Protégeons-nous des protecteurs

lundi 23 mai 2011
par  Grave (Jean)

Que les premiers protectionnistes aient, sincèrement, cru que, en empêchant les marchandises de l’extérieur de venir faire concurrence à celles de l’intérieur, ils coopéraient ainsi à l’accroissement de la fortune du pays, au bien-être de ses habitants, c’est fort possible. Tout arrive.

« Vendre le plus possible, et le plus cher possible à ses voisins, et leur acheter le moins possible — ne pas leur acheter du tout serait la perfection — c’est le meilleur moyen de garder son argent dans le pays. Or, garder son argent, et attirer le plus que l’on peut de celui des autres, n’est-ce pas le meilleur moyen de s’enrichir ? »

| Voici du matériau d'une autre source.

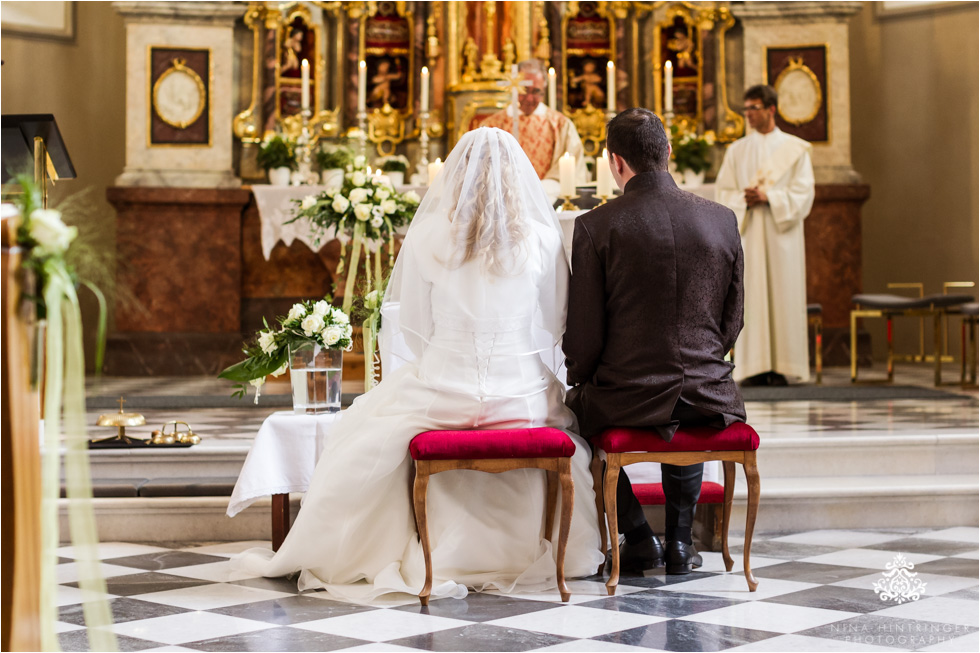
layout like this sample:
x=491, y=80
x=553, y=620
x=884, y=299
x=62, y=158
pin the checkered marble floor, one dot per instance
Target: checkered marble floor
x=815, y=594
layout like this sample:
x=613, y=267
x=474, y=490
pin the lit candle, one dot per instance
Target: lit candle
x=424, y=101
x=362, y=86
x=552, y=92
x=434, y=169
x=603, y=175
x=610, y=86
x=566, y=174
x=305, y=69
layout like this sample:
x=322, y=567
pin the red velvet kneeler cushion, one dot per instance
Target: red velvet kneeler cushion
x=652, y=494
x=737, y=437
x=496, y=443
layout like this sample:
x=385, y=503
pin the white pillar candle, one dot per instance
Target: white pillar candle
x=610, y=87
x=552, y=90
x=566, y=174
x=305, y=81
x=424, y=101
x=362, y=86
x=434, y=169
x=603, y=175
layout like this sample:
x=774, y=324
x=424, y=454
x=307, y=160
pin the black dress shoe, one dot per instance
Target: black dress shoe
x=646, y=554
x=682, y=558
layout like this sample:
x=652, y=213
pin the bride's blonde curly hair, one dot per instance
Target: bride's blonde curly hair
x=487, y=217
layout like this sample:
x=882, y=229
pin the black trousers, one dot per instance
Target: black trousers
x=681, y=483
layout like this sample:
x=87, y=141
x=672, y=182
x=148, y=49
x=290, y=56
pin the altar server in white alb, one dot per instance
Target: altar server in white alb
x=767, y=180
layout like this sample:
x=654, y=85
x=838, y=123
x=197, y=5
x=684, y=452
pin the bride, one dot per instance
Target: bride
x=472, y=315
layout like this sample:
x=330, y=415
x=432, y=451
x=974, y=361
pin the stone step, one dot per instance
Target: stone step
x=786, y=504
x=869, y=455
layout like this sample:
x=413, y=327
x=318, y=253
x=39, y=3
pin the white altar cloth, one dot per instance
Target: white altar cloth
x=275, y=204
x=282, y=458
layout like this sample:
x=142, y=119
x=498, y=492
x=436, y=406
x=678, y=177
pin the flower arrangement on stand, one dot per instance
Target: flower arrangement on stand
x=363, y=214
x=49, y=280
x=311, y=337
x=692, y=152
x=277, y=155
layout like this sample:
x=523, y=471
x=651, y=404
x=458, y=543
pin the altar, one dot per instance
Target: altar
x=406, y=80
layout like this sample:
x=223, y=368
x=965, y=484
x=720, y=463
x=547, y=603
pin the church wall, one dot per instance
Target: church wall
x=83, y=84
x=914, y=131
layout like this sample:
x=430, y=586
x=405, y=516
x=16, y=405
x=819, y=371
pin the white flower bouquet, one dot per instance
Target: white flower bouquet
x=309, y=322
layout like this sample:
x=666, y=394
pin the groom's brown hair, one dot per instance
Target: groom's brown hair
x=638, y=136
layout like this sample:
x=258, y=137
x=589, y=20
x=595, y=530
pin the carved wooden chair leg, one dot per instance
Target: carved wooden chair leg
x=419, y=494
x=726, y=519
x=551, y=503
x=609, y=492
x=752, y=510
x=567, y=505
x=596, y=467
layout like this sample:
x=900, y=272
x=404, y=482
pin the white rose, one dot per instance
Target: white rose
x=321, y=308
x=52, y=235
x=340, y=204
x=267, y=342
x=311, y=324
x=296, y=312
x=332, y=335
x=362, y=211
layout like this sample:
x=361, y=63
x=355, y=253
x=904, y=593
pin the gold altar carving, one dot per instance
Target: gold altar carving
x=387, y=46
x=588, y=44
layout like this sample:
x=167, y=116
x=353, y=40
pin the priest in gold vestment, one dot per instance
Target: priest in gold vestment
x=544, y=134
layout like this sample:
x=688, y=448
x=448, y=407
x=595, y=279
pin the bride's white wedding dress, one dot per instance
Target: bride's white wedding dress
x=478, y=346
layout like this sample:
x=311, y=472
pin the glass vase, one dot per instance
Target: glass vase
x=315, y=374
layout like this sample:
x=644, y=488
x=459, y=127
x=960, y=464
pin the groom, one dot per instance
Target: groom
x=654, y=304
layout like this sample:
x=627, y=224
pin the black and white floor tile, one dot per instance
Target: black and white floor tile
x=815, y=594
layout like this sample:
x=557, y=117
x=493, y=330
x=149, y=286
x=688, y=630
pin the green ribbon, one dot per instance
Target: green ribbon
x=355, y=259
x=65, y=391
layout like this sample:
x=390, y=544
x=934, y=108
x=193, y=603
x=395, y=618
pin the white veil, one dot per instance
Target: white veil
x=490, y=204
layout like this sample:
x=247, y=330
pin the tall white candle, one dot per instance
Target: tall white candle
x=603, y=175
x=434, y=169
x=610, y=87
x=362, y=86
x=424, y=101
x=566, y=174
x=305, y=81
x=552, y=90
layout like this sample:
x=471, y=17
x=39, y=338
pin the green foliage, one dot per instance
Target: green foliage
x=331, y=157
x=277, y=152
x=691, y=152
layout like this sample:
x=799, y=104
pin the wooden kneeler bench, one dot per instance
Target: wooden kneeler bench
x=496, y=451
x=619, y=447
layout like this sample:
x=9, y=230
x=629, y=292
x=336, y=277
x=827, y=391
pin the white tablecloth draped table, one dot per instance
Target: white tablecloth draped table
x=276, y=208
x=282, y=458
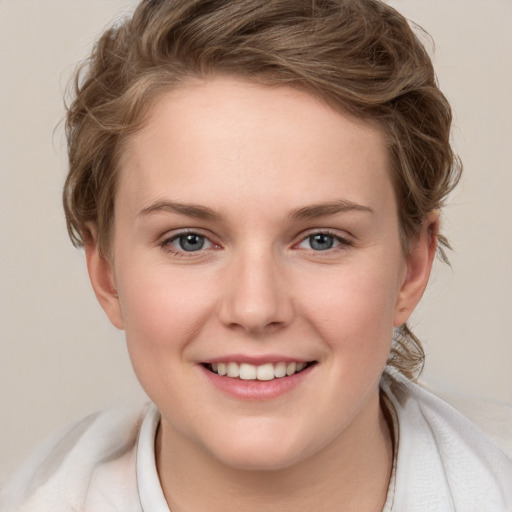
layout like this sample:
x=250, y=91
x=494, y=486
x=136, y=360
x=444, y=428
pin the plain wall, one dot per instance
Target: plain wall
x=60, y=358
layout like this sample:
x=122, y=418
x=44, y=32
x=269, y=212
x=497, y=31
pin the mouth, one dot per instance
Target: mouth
x=263, y=372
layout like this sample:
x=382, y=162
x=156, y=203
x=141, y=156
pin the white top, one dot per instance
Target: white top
x=106, y=462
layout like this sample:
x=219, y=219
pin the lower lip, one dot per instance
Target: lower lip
x=256, y=389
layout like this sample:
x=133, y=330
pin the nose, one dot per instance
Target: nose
x=256, y=298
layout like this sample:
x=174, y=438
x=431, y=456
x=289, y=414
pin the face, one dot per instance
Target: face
x=256, y=233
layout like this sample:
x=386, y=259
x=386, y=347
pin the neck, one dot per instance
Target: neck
x=351, y=474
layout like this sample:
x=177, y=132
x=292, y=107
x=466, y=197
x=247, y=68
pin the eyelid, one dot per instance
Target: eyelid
x=344, y=241
x=166, y=241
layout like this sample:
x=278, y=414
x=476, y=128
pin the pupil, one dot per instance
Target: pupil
x=191, y=242
x=321, y=242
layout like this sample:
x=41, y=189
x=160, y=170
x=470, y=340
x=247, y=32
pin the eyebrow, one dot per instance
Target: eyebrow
x=190, y=210
x=304, y=213
x=331, y=208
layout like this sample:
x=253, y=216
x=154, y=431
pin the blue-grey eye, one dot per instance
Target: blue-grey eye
x=190, y=242
x=321, y=242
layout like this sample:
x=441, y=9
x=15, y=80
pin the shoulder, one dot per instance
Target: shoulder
x=63, y=474
x=444, y=462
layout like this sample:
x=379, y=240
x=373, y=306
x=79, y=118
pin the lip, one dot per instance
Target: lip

On peut fort bien comprendre que ce raisonnement simpliste ait pu séduire les premiers économistes. Le fait de se poser comme arbitre des peuples n’implique pas un certificat d’aptitude pour celui qui se pose ainsi.

L’extraordinaire, est que cette conviction ait pu survivre si longtemps à l’expérience.

Que ceux qui profitent de l’erreur continuent à croire — ou fassent semblant de croire — que c’est pour le plus grand bien de tous que quelques milliers — quelquefois beaucoup moins — d’industriels ou intermédiaires empochent annuellement quelques dizaines ou centaines de millions prélevés indûment sur l’ensemble des consommateurs, passe encore mais que ceux sur qui sont prélevés ces millions continuent, bêtement, à payer une marchandise plus cher qu’elle ne devrait être vendue, voilà qui est moins compréhensible.

Je ne crois pas beaucoup aux réformes parlementaires, et pas du tout que les campagnes électorales valent les efforts et l’argent qu’on y dépense. Mais si j’attachais la moindre importance au choix d’un député, la première et seule question que je poserais à un candidat, serait celle-ci : Êtes-vous protectionniste ou libre-échangiste ?

Empêcher que le coût de la vie, tant que l’organisation économique actuelle ne peut être changée, soit augmenté par des moyens qui ne profitent qu’à un petit nombre au détriment de tous, est une question qui, j’aurais cru, devrait intéresser tout le monde, et réunir l’unanimité de ceux qui n’en éprouvent que les mauvais effets.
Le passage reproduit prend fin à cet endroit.